Speculating on the following questions will be my areas of interest on what I deem the demand side of the POD:

1. At what level might we expect Chinese consumption to plateau?
2. At what level might we expect western consumption to fall to?
3. What are the price implications of the preceding questions?
4. What are the implications on the future growth potential of India and Africa?
5. At what price will a paradigm shift away from oil occur?

Monday 2 September 2013

Syrian Implications

A couple of thoughts on the potential impact that an escalation in Syria might have as it relates to the POD:

Syria itself poses little systemic risk, or is even likely to have a marginal impact on the global economy. However, events are playing themselves out in a sensitive area of the world, with a cast of major players. Events could conceivably escalate into an event with global implications.

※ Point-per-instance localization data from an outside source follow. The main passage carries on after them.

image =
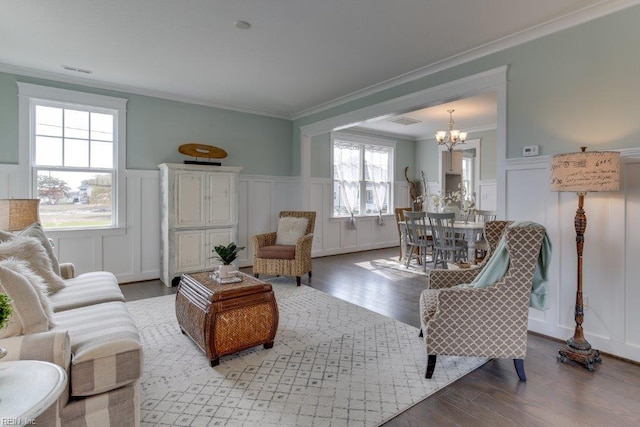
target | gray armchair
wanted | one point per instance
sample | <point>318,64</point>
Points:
<point>490,321</point>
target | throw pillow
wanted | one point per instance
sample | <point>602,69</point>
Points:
<point>290,229</point>
<point>31,251</point>
<point>28,315</point>
<point>36,231</point>
<point>22,267</point>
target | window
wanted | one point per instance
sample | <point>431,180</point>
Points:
<point>362,174</point>
<point>76,151</point>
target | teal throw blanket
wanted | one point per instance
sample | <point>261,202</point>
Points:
<point>498,265</point>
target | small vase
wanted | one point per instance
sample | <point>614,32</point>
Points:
<point>224,270</point>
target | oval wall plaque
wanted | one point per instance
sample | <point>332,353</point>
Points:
<point>201,150</point>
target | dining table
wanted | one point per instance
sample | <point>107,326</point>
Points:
<point>468,228</point>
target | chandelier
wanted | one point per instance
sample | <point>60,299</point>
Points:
<point>451,137</point>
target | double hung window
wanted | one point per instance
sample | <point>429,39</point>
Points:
<point>76,151</point>
<point>362,176</point>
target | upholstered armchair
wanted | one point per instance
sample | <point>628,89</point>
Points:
<point>285,252</point>
<point>489,321</point>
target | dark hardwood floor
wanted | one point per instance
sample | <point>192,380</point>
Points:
<point>555,394</point>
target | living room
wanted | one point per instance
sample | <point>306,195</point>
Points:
<point>567,85</point>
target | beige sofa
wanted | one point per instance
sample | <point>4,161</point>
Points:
<point>86,330</point>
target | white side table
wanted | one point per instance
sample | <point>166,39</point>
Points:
<point>28,388</point>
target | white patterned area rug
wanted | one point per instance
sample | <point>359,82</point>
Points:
<point>332,364</point>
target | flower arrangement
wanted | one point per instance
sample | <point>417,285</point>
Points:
<point>453,198</point>
<point>229,253</point>
<point>6,309</point>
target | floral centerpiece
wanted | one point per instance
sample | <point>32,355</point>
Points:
<point>453,200</point>
<point>6,309</point>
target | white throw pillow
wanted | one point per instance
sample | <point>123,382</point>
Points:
<point>290,229</point>
<point>28,315</point>
<point>36,231</point>
<point>31,251</point>
<point>36,282</point>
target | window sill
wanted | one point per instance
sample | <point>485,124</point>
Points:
<point>346,218</point>
<point>81,232</point>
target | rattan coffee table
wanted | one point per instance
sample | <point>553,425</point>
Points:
<point>226,318</point>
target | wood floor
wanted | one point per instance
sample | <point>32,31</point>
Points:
<point>555,394</point>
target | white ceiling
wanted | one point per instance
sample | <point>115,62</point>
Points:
<point>298,55</point>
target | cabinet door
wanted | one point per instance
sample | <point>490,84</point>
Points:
<point>189,252</point>
<point>189,205</point>
<point>221,197</point>
<point>222,236</point>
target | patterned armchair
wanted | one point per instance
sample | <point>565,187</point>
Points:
<point>284,260</point>
<point>488,322</point>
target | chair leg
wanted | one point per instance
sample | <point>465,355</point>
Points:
<point>431,365</point>
<point>519,364</point>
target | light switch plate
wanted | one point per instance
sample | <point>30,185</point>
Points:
<point>530,150</point>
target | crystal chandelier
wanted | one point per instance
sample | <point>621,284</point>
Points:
<point>451,137</point>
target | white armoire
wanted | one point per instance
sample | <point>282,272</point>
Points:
<point>199,211</point>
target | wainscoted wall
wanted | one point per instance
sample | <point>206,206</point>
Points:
<point>612,239</point>
<point>611,287</point>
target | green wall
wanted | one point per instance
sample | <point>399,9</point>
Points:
<point>575,87</point>
<point>156,127</point>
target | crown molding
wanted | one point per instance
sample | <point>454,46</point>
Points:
<point>82,81</point>
<point>587,14</point>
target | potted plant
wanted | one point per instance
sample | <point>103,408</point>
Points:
<point>227,255</point>
<point>6,309</point>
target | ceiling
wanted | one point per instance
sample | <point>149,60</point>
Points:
<point>298,56</point>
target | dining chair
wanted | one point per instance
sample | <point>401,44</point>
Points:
<point>418,237</point>
<point>400,219</point>
<point>446,245</point>
<point>481,245</point>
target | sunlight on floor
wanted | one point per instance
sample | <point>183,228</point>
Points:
<point>392,269</point>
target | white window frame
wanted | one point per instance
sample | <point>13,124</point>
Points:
<point>30,94</point>
<point>364,140</point>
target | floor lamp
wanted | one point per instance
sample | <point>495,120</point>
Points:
<point>581,173</point>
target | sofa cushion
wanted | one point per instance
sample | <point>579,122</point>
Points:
<point>36,231</point>
<point>31,250</point>
<point>277,252</point>
<point>290,229</point>
<point>105,347</point>
<point>36,282</point>
<point>87,289</point>
<point>28,315</point>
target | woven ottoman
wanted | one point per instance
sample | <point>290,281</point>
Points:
<point>224,319</point>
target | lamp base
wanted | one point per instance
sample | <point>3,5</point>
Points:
<point>580,352</point>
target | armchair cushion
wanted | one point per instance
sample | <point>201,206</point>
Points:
<point>498,265</point>
<point>87,289</point>
<point>28,315</point>
<point>277,252</point>
<point>105,347</point>
<point>290,229</point>
<point>31,250</point>
<point>35,281</point>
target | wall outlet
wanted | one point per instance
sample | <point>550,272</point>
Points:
<point>530,150</point>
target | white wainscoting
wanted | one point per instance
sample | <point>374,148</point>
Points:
<point>610,286</point>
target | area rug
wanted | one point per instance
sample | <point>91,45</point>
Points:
<point>333,364</point>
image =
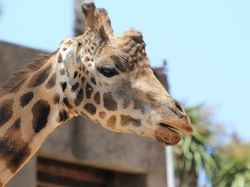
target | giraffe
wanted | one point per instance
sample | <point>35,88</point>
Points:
<point>96,75</point>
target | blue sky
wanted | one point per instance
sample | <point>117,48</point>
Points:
<point>206,44</point>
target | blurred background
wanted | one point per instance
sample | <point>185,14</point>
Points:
<point>206,45</point>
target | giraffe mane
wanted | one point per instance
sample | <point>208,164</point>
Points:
<point>16,80</point>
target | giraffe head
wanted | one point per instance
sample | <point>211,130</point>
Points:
<point>111,82</point>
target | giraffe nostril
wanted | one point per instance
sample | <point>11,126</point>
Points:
<point>179,106</point>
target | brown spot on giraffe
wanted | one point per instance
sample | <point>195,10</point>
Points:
<point>90,108</point>
<point>6,111</point>
<point>89,90</point>
<point>62,72</point>
<point>75,86</point>
<point>17,124</point>
<point>126,103</point>
<point>51,82</point>
<point>39,77</point>
<point>138,105</point>
<point>67,103</point>
<point>83,80</point>
<point>59,60</point>
<point>13,149</point>
<point>111,122</point>
<point>109,102</point>
<point>75,74</point>
<point>40,111</point>
<point>93,80</point>
<point>26,98</point>
<point>56,99</point>
<point>127,120</point>
<point>97,98</point>
<point>64,86</point>
<point>79,97</point>
<point>102,115</point>
<point>63,116</point>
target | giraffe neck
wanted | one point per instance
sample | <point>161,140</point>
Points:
<point>28,114</point>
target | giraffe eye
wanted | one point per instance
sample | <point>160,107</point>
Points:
<point>108,70</point>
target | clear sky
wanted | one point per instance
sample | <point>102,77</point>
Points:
<point>206,44</point>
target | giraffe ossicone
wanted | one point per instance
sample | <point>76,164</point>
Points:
<point>97,75</point>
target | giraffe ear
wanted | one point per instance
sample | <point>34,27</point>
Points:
<point>88,10</point>
<point>96,19</point>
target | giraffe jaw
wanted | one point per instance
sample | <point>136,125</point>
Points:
<point>169,133</point>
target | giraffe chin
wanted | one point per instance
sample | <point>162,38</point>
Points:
<point>167,135</point>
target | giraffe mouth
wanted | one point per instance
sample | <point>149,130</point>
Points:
<point>167,135</point>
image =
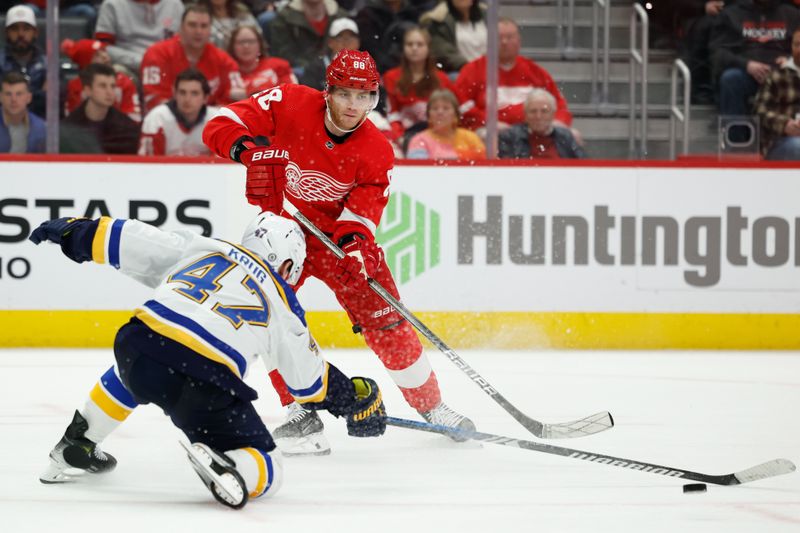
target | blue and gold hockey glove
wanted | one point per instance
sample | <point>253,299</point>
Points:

At this time, its difficult for me to spin a story where countries like China and Russia involve themselves directly in this conflict. My feeling is that the US will proceed with targeted military strikes regardless of how congress votes or what the UN investigators reveal. The content of the investigation will determine how much latitude these dissenting countries will allow themselves in their condemnation. However, I don’t see this dissent taking the form of anything beyond political posturing at this time.

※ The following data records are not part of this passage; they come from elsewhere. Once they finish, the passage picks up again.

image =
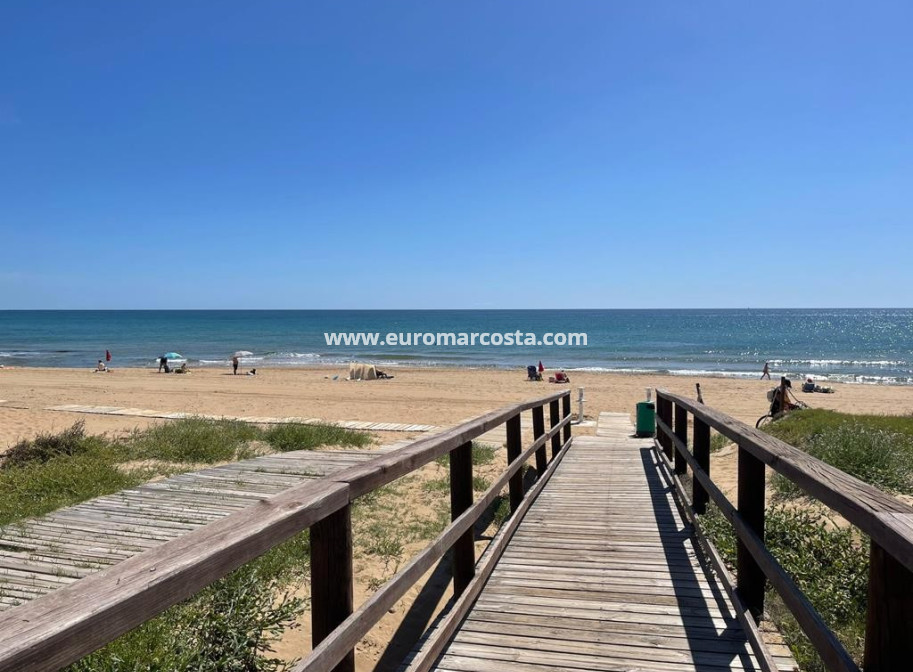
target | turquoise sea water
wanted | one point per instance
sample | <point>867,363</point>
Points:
<point>855,345</point>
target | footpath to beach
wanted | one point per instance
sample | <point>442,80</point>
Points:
<point>42,554</point>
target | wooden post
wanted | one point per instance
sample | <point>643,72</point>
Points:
<point>331,578</point>
<point>539,430</point>
<point>514,448</point>
<point>750,577</point>
<point>554,419</point>
<point>701,448</point>
<point>681,432</point>
<point>664,406</point>
<point>889,622</point>
<point>464,559</point>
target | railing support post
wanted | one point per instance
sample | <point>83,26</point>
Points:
<point>750,577</point>
<point>665,411</point>
<point>538,431</point>
<point>700,446</point>
<point>331,578</point>
<point>514,448</point>
<point>681,432</point>
<point>889,622</point>
<point>464,561</point>
<point>554,419</point>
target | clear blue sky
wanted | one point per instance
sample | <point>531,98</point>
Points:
<point>455,154</point>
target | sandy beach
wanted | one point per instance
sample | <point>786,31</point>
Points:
<point>435,396</point>
<point>421,395</point>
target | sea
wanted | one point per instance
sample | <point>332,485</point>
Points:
<point>847,345</point>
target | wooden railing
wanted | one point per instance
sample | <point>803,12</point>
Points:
<point>887,522</point>
<point>63,626</point>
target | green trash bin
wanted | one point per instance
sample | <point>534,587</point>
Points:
<point>646,418</point>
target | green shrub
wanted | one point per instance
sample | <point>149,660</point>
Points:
<point>37,488</point>
<point>44,447</point>
<point>287,437</point>
<point>718,442</point>
<point>875,449</point>
<point>195,440</point>
<point>502,511</point>
<point>830,565</point>
<point>229,627</point>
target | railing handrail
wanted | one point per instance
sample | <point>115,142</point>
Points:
<point>61,627</point>
<point>887,521</point>
<point>863,505</point>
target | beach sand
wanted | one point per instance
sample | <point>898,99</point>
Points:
<point>435,396</point>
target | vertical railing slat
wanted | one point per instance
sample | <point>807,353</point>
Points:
<point>464,561</point>
<point>701,448</point>
<point>514,448</point>
<point>750,577</point>
<point>539,431</point>
<point>331,578</point>
<point>554,419</point>
<point>681,432</point>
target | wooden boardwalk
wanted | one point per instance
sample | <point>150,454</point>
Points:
<point>602,574</point>
<point>42,554</point>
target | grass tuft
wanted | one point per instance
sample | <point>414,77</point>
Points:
<point>195,440</point>
<point>45,447</point>
<point>875,449</point>
<point>287,437</point>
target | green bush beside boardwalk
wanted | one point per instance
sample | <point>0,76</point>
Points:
<point>829,562</point>
<point>230,625</point>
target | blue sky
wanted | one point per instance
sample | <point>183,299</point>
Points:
<point>455,155</point>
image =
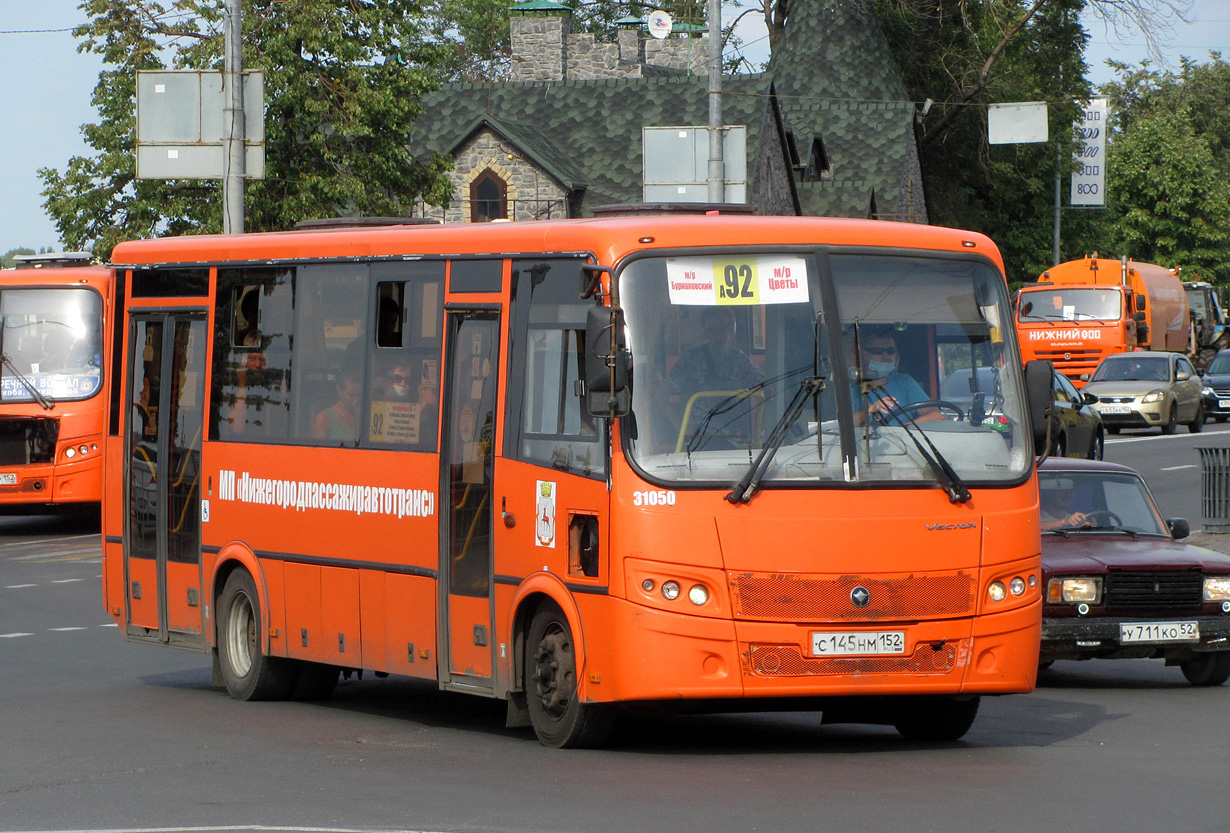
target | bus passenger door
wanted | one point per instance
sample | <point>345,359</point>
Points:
<point>466,494</point>
<point>162,479</point>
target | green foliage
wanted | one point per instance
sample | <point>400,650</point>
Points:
<point>343,83</point>
<point>963,57</point>
<point>1167,169</point>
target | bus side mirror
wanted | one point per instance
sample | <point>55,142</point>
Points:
<point>607,389</point>
<point>1039,390</point>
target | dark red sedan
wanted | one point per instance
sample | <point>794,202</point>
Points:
<point>1117,580</point>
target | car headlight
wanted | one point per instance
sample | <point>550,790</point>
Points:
<point>1074,589</point>
<point>1217,588</point>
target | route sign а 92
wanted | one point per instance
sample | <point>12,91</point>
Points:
<point>1089,179</point>
<point>739,281</point>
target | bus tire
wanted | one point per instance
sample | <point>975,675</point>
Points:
<point>932,719</point>
<point>559,717</point>
<point>246,671</point>
<point>1207,668</point>
<point>314,681</point>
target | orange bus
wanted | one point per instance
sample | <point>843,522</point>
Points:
<point>583,464</point>
<point>53,336</point>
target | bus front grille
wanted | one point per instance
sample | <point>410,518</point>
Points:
<point>26,441</point>
<point>760,660</point>
<point>774,597</point>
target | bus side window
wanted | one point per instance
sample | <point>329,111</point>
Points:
<point>549,351</point>
<point>404,369</point>
<point>251,379</point>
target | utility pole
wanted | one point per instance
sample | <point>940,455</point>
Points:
<point>233,118</point>
<point>716,164</point>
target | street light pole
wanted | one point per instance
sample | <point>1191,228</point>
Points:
<point>716,164</point>
<point>233,117</point>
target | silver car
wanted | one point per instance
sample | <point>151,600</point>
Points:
<point>1144,389</point>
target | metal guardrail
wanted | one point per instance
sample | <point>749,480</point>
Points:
<point>1215,489</point>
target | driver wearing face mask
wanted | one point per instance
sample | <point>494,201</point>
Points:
<point>887,402</point>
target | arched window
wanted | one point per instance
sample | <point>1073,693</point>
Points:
<point>488,197</point>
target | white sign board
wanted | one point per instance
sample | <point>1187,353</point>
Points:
<point>1017,123</point>
<point>1089,179</point>
<point>180,124</point>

With the major players out of the way, this leaves Syria’s longstanding ally Iran as the sole actor with the clout and capability to undertake actions that would exert influence on events outside of the region.

Here is how I imagine such a scenario playing out:

The US proceed to launch targeted strikes in Syria, Hezbollah or some faction of the Syrian government launches retaliatory strikes significant enough to provoke in-country intervention with the stated goal of regime change. The Iranian regime worries that they will be next. A fully military response ensues. Recognizing their limitations, the Iranian regime falls back on their proximity to, and the importance of the Hormuz Straights in order to inflict as much damage as possible on the west.

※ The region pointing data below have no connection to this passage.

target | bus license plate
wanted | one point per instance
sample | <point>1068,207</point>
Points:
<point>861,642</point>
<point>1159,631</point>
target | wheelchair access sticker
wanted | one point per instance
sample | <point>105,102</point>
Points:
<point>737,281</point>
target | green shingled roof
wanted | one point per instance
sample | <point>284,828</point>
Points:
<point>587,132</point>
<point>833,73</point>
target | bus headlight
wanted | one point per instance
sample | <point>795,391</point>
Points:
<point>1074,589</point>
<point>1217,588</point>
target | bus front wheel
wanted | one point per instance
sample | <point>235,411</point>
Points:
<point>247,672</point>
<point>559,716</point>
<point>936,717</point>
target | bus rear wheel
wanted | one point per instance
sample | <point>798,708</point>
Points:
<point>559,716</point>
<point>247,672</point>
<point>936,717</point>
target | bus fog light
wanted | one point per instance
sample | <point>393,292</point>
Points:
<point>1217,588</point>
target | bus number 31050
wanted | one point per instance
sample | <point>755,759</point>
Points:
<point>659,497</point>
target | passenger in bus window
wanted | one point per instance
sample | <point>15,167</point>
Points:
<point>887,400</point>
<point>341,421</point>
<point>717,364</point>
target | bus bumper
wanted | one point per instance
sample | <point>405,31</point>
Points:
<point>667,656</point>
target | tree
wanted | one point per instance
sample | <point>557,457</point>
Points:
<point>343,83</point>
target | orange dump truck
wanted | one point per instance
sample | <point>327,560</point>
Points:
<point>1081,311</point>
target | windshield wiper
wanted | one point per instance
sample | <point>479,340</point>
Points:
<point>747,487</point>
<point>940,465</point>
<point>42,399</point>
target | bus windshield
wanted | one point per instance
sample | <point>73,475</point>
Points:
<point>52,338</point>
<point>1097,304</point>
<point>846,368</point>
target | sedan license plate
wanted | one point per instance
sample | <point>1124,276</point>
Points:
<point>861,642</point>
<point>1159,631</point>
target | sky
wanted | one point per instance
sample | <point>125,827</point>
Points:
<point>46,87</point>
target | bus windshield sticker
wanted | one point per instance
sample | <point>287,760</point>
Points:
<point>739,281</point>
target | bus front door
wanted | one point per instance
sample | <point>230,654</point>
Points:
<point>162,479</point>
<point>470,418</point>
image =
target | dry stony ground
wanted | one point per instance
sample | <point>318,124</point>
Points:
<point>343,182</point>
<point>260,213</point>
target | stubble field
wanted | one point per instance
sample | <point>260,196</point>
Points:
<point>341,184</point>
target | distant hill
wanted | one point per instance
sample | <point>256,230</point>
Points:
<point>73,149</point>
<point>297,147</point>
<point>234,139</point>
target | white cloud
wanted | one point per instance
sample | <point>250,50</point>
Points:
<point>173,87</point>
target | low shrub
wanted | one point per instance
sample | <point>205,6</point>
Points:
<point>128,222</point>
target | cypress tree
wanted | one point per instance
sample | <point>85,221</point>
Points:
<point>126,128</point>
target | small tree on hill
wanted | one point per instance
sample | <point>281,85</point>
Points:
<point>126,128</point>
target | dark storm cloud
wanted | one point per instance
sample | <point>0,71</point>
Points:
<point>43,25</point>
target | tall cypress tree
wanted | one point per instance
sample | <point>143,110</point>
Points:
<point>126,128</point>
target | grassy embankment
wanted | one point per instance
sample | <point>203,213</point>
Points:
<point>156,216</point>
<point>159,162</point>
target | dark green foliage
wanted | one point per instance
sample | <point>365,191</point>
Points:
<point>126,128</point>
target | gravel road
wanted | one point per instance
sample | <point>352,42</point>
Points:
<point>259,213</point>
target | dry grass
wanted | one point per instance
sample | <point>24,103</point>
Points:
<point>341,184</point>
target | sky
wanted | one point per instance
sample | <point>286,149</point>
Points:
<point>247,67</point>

Possible? Sure. Plausible? I don’t see it. First, I honestly believe that American strikes will be limited to the responding directly to the alleged use of chemical weapons. Second, the Iranian regime is in a precarious situation. Such events would surely bring about the end of the regime. There would simply be too many parties, with too much at stake to allow such events to transpire. Despite lots of rhetoric to the contrary, this regime has never acted in the crazy and irrational manner that might warrant a pre-mature escalation of this crisis.

Barring actions that would lead them to worry for the continuity of their regime, I have a tough time spinning a plausible scenario that would see them escalate the crisis into the wider region.

Thus leaving as a best guess:  as tragic as this crisis is, the impact on energy markets and global markets will likely be of a transient nature (with risk premium's globally on oil), and the long term impact will be non-existent.

As far as the potential impact for us in Canada. The only real downside might be for the eastern refineries that will be facing a risk premium, for some period of time, on the brent priced crude they rely on. While I don't see any long lasting impact on the horizon, I would expect markets to keep a small premium for the time being. For Albertans selling into WTI markets I don't see any upside unless a long-lasting spread between WTI and Brent (both will likely see some risk premium but WTI's should dissipate quickly) increases the probability of getting more oil to the West Coast (via the Kinder Morgan expansion or Enbrdige's Northern Gateway) or hastens the development of the Energy East Pipeline.